Лиза с видом мученицы, взяв меня за рукав, отводит в сторону и поручает оттаскивать мусор.


— Завтра приходи пораньше, — Приказывает она, вручая полтинник, — у нас скоро премьера, а ничего ещё не готово.

— Агась! — Вытаскиваю часы, важно открыв крышку и поглядывая на циферки, отчего Лиза снова фыркает. Ну так для того и вытаскивал! Она, барышня-то козьемордая, проста. Мнит себя умственной, а так баба и есть, только што из господ.

Покажи себя дурнем простодырым, да штоб она себя выше почуйствовала, и всё. Я так мыслю, што и не особо я в ентом тиятре нужен — так только, што вроде как прислуга личная. Психолухия!


Прошёлся по дачам — штоб напомнить о себе, значица. Стрелы там индейские, туески под ягоды, ишшо што.

— Мальчик, — Позвала меня немолодая дама с очками на палке, поманив пальцем. Подошёл, а так как давай выспрашивать — кто я, да откуда, да зачем.

— Барыня-мадам, — Говорю, — извольте откланяться! Потому как дела неотложные зовут меня. Зов природы чуйствую!

И за живот! Та скривилася едва, но отпустила. Ну и я бегом оттудова! Ишь, любопытная!

А на выходе с дач Вольдемара увидал. Стоит такой, улыбается нехорошо, и как назло — сторожа куда-то отошли. А может, и к лучшему-то?

Ну и встал, в гляделки-то играть. Драться-то мне с ним не с руки, потому как из господ, а так не страшно. Глядели-глядели, а потом я и пошёл к выходу.

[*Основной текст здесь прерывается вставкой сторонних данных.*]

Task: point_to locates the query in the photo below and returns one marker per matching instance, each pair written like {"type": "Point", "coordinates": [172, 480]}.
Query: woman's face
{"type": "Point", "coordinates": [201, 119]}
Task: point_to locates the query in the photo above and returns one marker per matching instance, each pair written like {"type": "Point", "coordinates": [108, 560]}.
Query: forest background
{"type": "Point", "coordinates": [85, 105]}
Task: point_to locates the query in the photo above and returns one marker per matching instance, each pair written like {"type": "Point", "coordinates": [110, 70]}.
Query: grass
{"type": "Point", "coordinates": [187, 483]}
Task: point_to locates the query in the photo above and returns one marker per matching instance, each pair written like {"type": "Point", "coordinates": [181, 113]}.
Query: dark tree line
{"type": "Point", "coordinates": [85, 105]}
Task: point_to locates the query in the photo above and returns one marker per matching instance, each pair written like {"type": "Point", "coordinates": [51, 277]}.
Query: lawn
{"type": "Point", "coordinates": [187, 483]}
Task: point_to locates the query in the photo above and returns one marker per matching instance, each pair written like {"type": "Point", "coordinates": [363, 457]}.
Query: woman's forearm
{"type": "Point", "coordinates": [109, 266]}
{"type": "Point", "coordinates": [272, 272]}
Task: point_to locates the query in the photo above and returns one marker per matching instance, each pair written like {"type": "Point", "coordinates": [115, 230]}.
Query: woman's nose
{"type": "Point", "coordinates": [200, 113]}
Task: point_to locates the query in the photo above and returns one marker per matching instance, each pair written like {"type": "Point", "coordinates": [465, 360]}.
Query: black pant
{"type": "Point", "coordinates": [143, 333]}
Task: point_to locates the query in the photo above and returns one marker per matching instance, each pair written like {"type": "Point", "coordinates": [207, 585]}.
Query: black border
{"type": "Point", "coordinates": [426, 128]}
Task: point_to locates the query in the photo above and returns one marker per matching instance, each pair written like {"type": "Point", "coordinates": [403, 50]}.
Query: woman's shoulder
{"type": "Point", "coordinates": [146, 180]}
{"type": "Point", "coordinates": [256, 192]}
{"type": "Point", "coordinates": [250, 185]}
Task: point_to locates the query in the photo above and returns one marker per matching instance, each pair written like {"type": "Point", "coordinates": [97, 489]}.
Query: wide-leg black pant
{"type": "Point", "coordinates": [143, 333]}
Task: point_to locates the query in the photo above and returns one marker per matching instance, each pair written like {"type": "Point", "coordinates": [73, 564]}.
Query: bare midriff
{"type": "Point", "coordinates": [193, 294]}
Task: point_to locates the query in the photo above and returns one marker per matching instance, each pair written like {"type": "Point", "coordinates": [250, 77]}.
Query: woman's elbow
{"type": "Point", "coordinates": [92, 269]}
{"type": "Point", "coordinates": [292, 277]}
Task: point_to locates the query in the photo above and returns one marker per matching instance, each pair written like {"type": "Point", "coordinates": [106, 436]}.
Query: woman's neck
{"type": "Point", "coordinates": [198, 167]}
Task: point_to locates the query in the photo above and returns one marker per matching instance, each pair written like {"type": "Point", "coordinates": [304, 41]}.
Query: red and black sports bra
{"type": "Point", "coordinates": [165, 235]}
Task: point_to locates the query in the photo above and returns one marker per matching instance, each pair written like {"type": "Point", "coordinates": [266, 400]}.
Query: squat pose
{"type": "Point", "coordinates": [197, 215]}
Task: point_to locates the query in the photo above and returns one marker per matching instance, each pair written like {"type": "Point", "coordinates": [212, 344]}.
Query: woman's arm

Вольдемар, он задираться не стал, смолчал. Токмо такой ненавистью от него полыхнуло, что мне ажно спину потом жгло. Враг. Настоящий враг, ети его. И всего-то из-за длинного языка мово

Глава 24

Приснившаяся игрушка получилася наяву не с первого, и даже не со второго раза. Всего-то колобашечка пустотелая, из расколотой пополам баклуши, выдолбленной внутри, да склеенной или связанной затем наново. Внутрь палочка вставляется, с намотанной верёвочкой или леской из конского волоса. Да на палочку енту надеваются лопасти из луба, чуть изогнутые и приклеенные изнутри на лубяной же обруч. Просто вроде, а пока сделал, весь изругался!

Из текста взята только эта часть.